I once heard someone characterize the scientific temperament as “being comfortable not knowing”. No, no, no! Just the opposite, in fact. The unscientific temperament is being comfortable not knowing, being fine with your infinite ignorance as long as you can go about your day. The scientific temperament is being so deeply  uncomfortable not knowing that it overrides the discomfort everyone feels when their beliefs are proven wrong. It is to have a drive to actually know—not to think you know, not to feel as if you know, not to assume you know and never think about it, but to actually know—that is so strong it pushes you through all the pain and doubt and confusion of actually trying to find out.

An analogy I like to use is The Armor of Truth. Suppose you were presented with a piece of armor, The Armor of Truth, which is claimed to be indestructible. You will have the chance to wear this armor into battle; if it is indeed indestructible, you will be invincible and will surely prevail. But what if it isn’t? What if it has some weakness you aren’t aware of? Then it could fail and you could die.

How would you go about determining whether The Armor of Truth is really what it is claimed to be? Would you test it with things you expect it to survive? Would you brush it with feathers, pour glasses of water on it, poke it with your finger? Would you seek to confirm your belief in its indestructibility? (As confirmation bias would have you do?) No, you would test it with things you expect to destroy it; you’d hit it with everything you have. You’re fire machine guns at it, drop bombs on it, pour acid on it, place it in a nuclear testing site. You’d do everything you possibly could to falsify your belief in the armor’s indestructibility. And only when you failed, only after you had tried everything you could think of to destroy the armor and it remained undented and unscratched, would you begin to believe that it is truly indestructible. (Popper was exaggerating when he said all science is based on falsification; but he was not exaggerating very much.)

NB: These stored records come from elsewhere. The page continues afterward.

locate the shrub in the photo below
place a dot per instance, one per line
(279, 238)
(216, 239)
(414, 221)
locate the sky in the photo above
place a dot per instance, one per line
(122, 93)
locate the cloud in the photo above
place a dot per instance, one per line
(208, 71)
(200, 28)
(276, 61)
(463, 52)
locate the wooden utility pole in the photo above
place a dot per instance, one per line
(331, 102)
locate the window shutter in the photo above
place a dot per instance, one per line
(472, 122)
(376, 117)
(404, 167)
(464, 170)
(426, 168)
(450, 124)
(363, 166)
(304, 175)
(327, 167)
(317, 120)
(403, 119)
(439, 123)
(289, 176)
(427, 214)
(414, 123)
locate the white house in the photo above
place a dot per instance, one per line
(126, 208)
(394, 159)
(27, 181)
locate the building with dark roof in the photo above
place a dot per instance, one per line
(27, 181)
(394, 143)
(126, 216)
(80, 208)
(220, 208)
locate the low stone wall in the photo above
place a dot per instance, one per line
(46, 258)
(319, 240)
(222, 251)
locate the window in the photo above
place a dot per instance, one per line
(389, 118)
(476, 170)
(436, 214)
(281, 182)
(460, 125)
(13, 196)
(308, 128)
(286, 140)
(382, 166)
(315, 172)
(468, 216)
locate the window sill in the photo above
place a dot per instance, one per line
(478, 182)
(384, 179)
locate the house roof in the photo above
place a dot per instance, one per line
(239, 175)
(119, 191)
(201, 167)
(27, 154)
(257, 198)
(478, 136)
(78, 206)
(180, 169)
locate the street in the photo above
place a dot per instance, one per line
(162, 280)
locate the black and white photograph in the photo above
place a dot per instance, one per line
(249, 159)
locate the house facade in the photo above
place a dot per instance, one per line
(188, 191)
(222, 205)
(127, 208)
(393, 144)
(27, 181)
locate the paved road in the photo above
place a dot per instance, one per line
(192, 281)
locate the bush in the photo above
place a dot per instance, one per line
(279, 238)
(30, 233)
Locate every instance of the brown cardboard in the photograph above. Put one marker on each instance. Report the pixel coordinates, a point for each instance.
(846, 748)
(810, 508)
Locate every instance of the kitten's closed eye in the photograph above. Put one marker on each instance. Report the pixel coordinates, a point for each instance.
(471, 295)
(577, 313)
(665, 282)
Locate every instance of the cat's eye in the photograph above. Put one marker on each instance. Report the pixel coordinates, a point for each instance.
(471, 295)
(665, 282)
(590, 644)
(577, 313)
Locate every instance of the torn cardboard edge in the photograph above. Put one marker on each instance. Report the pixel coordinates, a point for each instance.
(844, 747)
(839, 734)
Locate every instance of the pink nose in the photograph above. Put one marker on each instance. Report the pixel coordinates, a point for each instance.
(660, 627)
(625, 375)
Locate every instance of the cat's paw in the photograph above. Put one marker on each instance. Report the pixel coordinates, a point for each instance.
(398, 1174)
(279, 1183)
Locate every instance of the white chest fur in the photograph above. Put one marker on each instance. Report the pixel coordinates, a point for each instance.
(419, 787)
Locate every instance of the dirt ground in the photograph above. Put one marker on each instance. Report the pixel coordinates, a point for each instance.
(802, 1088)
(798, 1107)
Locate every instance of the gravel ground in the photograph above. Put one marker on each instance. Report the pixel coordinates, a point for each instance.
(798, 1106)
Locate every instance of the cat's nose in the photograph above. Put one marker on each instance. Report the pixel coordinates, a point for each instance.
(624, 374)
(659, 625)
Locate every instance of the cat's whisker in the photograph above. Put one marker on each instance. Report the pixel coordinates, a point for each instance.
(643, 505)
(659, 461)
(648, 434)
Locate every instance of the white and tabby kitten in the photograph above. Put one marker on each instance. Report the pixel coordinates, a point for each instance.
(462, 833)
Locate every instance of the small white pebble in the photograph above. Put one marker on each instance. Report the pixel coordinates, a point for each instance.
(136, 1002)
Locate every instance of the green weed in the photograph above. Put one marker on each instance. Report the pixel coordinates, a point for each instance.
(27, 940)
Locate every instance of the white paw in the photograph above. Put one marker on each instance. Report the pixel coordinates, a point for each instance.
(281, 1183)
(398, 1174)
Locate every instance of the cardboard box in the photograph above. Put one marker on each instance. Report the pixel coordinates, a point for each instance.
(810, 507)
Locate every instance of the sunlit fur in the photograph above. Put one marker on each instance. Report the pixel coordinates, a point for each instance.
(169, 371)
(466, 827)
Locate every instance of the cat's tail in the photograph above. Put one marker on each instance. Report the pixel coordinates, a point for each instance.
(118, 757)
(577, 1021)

Science is The Armor of Truth, and we wear it into battle—but now the analogy begins to break down, for our beliefs are within us, they are part of us. We’d like to be able to point the machineguns at armor far away from us, but instead it is as if we are forced to wear the armor as the guns are fired. When a break in the armor is found and a bullet passes through—a belief we dearly held is proven false—it hurts us, and we wish we could find another way to test it. But we can’t; and if we fail to test it now, it will only endanger us later—confront a false belief with reality enough and it will eventually fail. A scientist is someone who accepts this and wears the armor bravely as the test guns blaze.

Being a scientist means confronting your own ignorance: Not accepting it, but also not ignoring it; confronting it. Facing it down. Conquering it. Destroying it.